CLDSA chairperson Andrew Chin said Yach’s death shocked the swimming community as he was well known for his swimming achievements around the world.
“Theodore Yach was a legend in South African open-water swimming circles and he inspired many people to take on the challenge of a swim to Robben Island, which was his favourite swim,” said Chin.
“He inspired many people, taught many people how to swim, including the Archbishop of Cape Town who was one of his students. It’s a shock to the swimming community. He was known around the world for his swimming records.”
Condolences poured in on social media today.
On Facebook, Ellery Mcgowan commented: “What an honour it was to meet Theo on our Robben Island Camp in February… such an inspiration. I bet he got more out of his 60 years than most people would have in 600. Very sad!”

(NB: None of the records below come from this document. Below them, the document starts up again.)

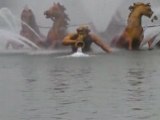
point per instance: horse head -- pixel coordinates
(27, 15)
(141, 9)
(60, 21)
(56, 11)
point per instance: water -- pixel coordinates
(10, 29)
(123, 85)
(54, 85)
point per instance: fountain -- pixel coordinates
(9, 33)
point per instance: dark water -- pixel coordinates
(119, 86)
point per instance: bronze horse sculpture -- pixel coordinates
(29, 27)
(132, 35)
(59, 28)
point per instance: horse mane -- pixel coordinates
(135, 5)
(63, 14)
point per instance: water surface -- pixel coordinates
(119, 86)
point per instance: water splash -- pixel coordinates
(9, 32)
(152, 32)
(79, 53)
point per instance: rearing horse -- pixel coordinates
(29, 27)
(133, 32)
(59, 28)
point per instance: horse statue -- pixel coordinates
(29, 27)
(59, 28)
(133, 32)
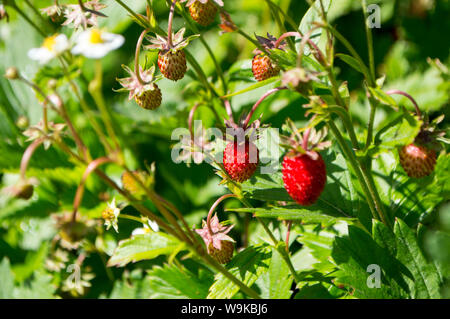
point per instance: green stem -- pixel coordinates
(130, 217)
(219, 70)
(95, 88)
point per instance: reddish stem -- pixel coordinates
(249, 116)
(213, 207)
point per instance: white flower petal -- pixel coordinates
(61, 43)
(153, 225)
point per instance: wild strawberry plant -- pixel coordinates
(334, 176)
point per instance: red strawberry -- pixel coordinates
(263, 67)
(417, 161)
(172, 64)
(203, 11)
(304, 177)
(238, 162)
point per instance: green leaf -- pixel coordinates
(247, 266)
(424, 283)
(172, 282)
(382, 97)
(142, 247)
(6, 280)
(313, 15)
(276, 282)
(355, 64)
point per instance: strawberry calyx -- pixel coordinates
(163, 44)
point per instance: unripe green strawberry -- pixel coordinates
(304, 177)
(172, 64)
(239, 162)
(203, 13)
(417, 161)
(224, 254)
(263, 67)
(149, 99)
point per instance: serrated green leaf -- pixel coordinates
(171, 282)
(425, 280)
(247, 266)
(253, 87)
(142, 247)
(355, 64)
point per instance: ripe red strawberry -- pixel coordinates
(417, 161)
(304, 177)
(240, 164)
(263, 67)
(224, 254)
(203, 11)
(172, 64)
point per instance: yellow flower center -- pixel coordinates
(96, 36)
(49, 42)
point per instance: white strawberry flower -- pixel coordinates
(148, 226)
(51, 47)
(95, 43)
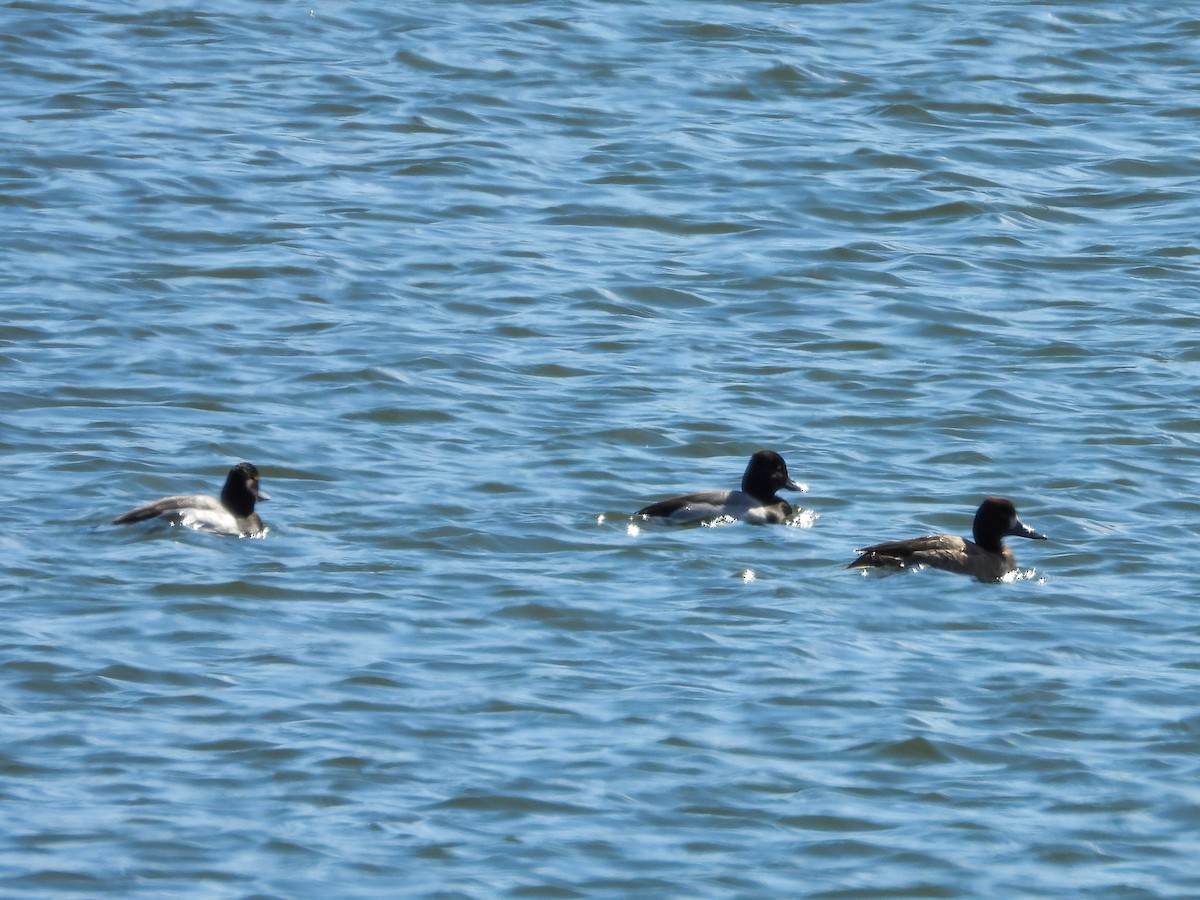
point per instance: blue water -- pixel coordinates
(471, 282)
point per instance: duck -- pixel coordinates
(755, 503)
(987, 558)
(232, 514)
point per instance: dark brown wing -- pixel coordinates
(166, 505)
(941, 551)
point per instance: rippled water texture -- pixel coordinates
(471, 282)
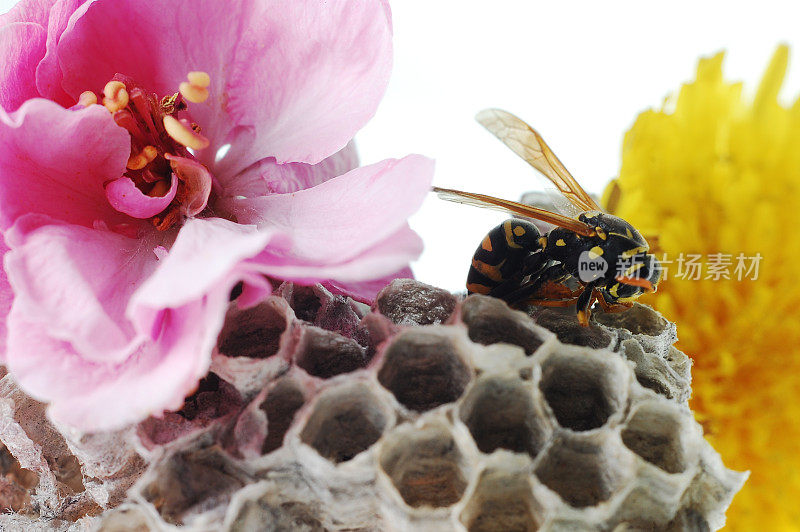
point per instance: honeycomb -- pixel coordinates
(428, 411)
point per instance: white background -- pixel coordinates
(578, 71)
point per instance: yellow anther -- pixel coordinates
(87, 98)
(115, 97)
(193, 93)
(183, 134)
(159, 189)
(195, 89)
(150, 152)
(199, 79)
(142, 159)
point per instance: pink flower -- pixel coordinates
(130, 221)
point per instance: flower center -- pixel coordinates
(163, 181)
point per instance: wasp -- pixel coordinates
(589, 256)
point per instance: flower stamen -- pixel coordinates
(143, 158)
(184, 134)
(196, 89)
(115, 96)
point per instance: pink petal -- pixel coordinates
(344, 216)
(55, 161)
(36, 11)
(22, 45)
(205, 252)
(125, 197)
(294, 80)
(378, 262)
(48, 74)
(76, 282)
(268, 177)
(6, 298)
(313, 84)
(93, 396)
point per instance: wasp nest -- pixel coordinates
(425, 412)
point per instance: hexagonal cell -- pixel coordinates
(324, 353)
(254, 332)
(660, 375)
(304, 300)
(214, 400)
(585, 471)
(658, 433)
(582, 390)
(127, 518)
(500, 414)
(565, 325)
(502, 502)
(345, 421)
(268, 514)
(688, 520)
(192, 482)
(423, 369)
(490, 321)
(16, 483)
(409, 302)
(639, 319)
(280, 406)
(425, 465)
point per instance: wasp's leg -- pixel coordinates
(585, 301)
(611, 307)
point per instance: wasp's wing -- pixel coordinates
(528, 144)
(489, 202)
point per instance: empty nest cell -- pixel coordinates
(423, 369)
(344, 422)
(657, 433)
(490, 321)
(267, 513)
(500, 414)
(409, 302)
(280, 406)
(582, 391)
(425, 465)
(502, 502)
(324, 353)
(191, 482)
(639, 319)
(585, 471)
(565, 325)
(254, 332)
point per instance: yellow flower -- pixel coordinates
(716, 172)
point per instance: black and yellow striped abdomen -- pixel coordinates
(500, 256)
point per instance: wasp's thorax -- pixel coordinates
(162, 182)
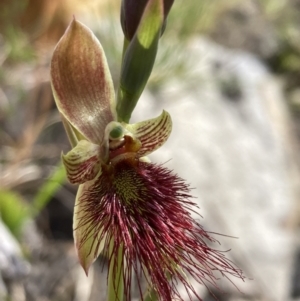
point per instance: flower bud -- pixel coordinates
(131, 14)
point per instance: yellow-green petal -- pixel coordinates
(152, 133)
(86, 236)
(81, 82)
(82, 163)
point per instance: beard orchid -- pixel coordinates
(125, 203)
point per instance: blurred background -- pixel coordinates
(228, 71)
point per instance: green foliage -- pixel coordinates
(13, 211)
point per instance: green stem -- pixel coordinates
(115, 275)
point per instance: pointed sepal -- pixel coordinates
(152, 133)
(81, 82)
(139, 59)
(82, 163)
(131, 13)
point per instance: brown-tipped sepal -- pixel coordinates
(152, 133)
(81, 82)
(82, 163)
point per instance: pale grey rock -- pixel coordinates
(230, 141)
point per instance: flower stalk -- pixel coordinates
(136, 213)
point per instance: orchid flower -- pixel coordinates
(125, 204)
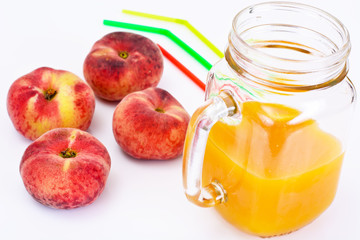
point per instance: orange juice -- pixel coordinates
(279, 173)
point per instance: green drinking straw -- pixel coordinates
(179, 21)
(161, 31)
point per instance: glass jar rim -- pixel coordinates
(339, 54)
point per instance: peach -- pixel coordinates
(121, 63)
(46, 99)
(150, 124)
(65, 168)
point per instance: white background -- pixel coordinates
(142, 199)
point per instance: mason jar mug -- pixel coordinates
(266, 148)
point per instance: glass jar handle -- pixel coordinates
(197, 134)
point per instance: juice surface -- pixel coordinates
(279, 174)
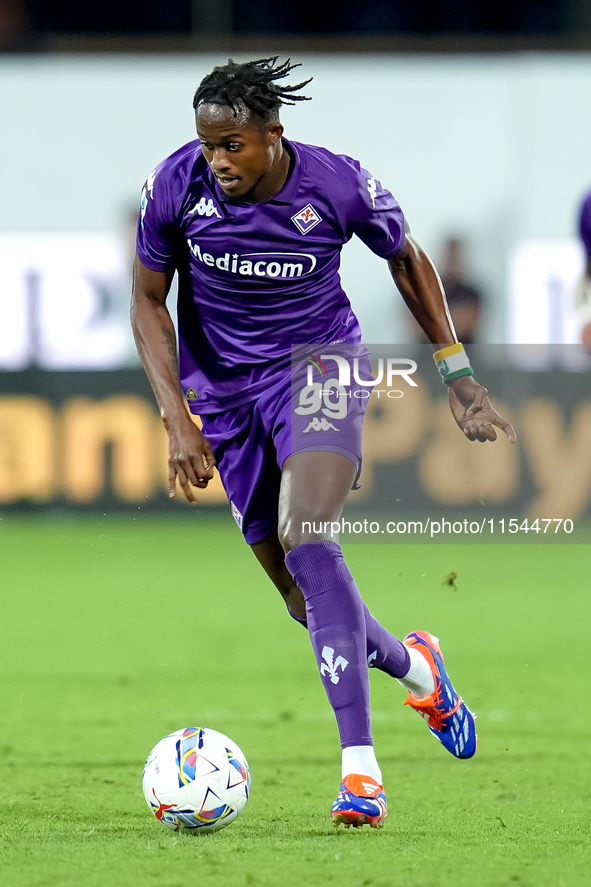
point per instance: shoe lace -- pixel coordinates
(429, 709)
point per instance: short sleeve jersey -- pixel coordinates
(257, 279)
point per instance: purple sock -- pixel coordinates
(336, 622)
(383, 650)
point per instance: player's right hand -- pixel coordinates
(190, 458)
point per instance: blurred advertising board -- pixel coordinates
(64, 302)
(542, 276)
(94, 440)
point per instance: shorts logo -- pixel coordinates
(320, 425)
(237, 515)
(306, 219)
(205, 208)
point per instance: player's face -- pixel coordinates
(240, 153)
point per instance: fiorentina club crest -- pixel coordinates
(306, 219)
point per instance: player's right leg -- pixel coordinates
(417, 662)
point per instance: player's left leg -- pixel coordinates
(384, 651)
(311, 496)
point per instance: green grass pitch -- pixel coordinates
(115, 631)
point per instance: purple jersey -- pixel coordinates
(255, 279)
(585, 224)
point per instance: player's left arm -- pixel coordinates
(420, 286)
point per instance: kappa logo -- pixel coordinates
(306, 219)
(317, 424)
(331, 665)
(205, 208)
(147, 191)
(237, 515)
(373, 191)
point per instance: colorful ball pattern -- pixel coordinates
(196, 780)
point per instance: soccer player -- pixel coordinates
(583, 292)
(254, 225)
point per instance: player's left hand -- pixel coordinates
(474, 412)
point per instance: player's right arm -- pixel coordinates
(190, 457)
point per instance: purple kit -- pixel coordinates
(255, 280)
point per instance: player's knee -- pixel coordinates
(297, 532)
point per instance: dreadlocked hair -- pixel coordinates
(251, 85)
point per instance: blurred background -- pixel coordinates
(474, 114)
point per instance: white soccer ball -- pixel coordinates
(196, 780)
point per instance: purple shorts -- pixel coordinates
(252, 442)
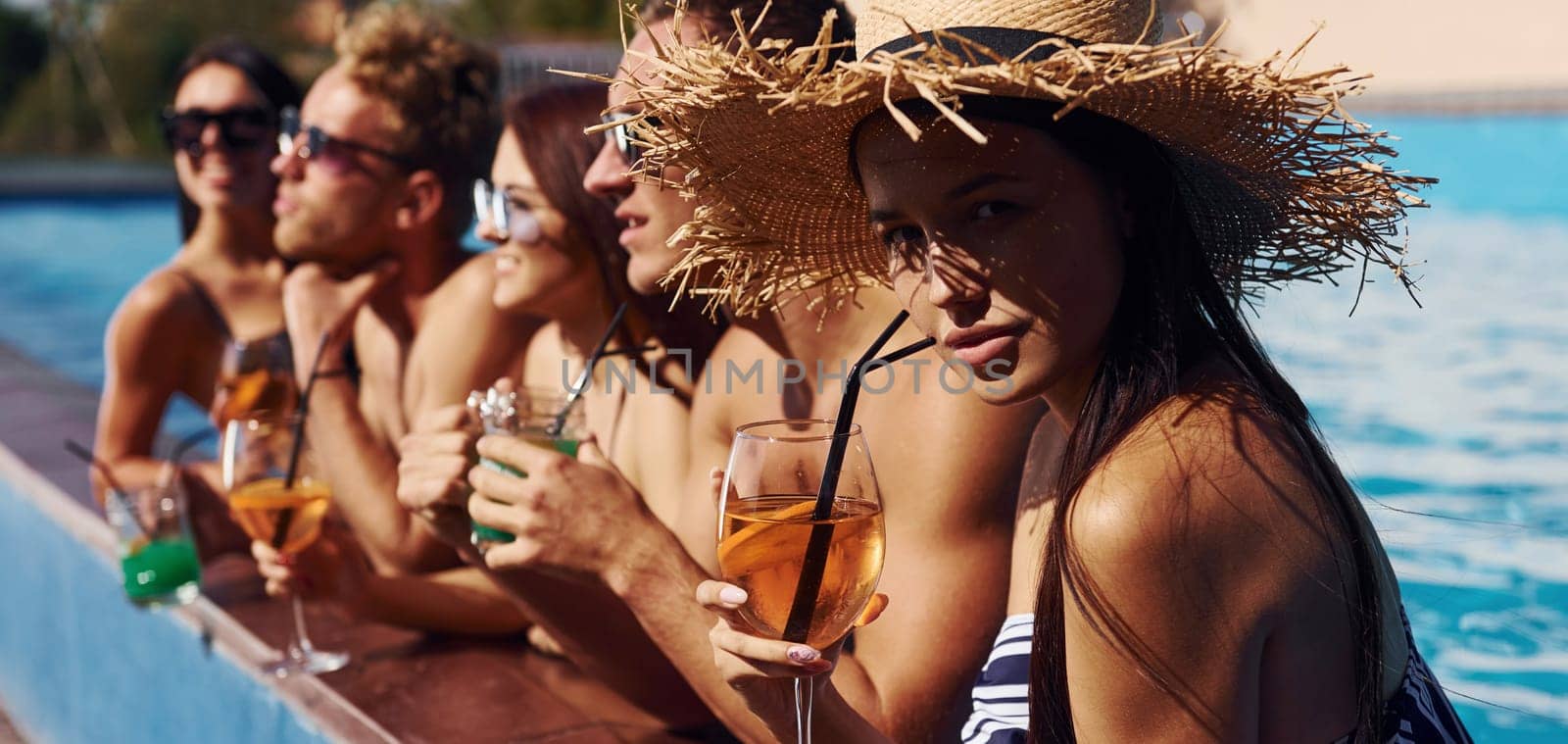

Anton Musgrave said: “Theodore was a true legend in his own time, a human, a leader of people and ideas. I was privileged to know him and work with him. Thinking of his special family. RIP our friend. The world will miss you.”
Gillian Vanbiljon commented: “Theodore was my boss for a good few years at Protea Hotels. Such a humble man with huge values. I have been privileged to follow his swims and charitable work via social media with respect and admiration. My sincere condolences to his family. RIP Theo xx.”
Yach leaves his wife Michelle and two sons, Daniel and David.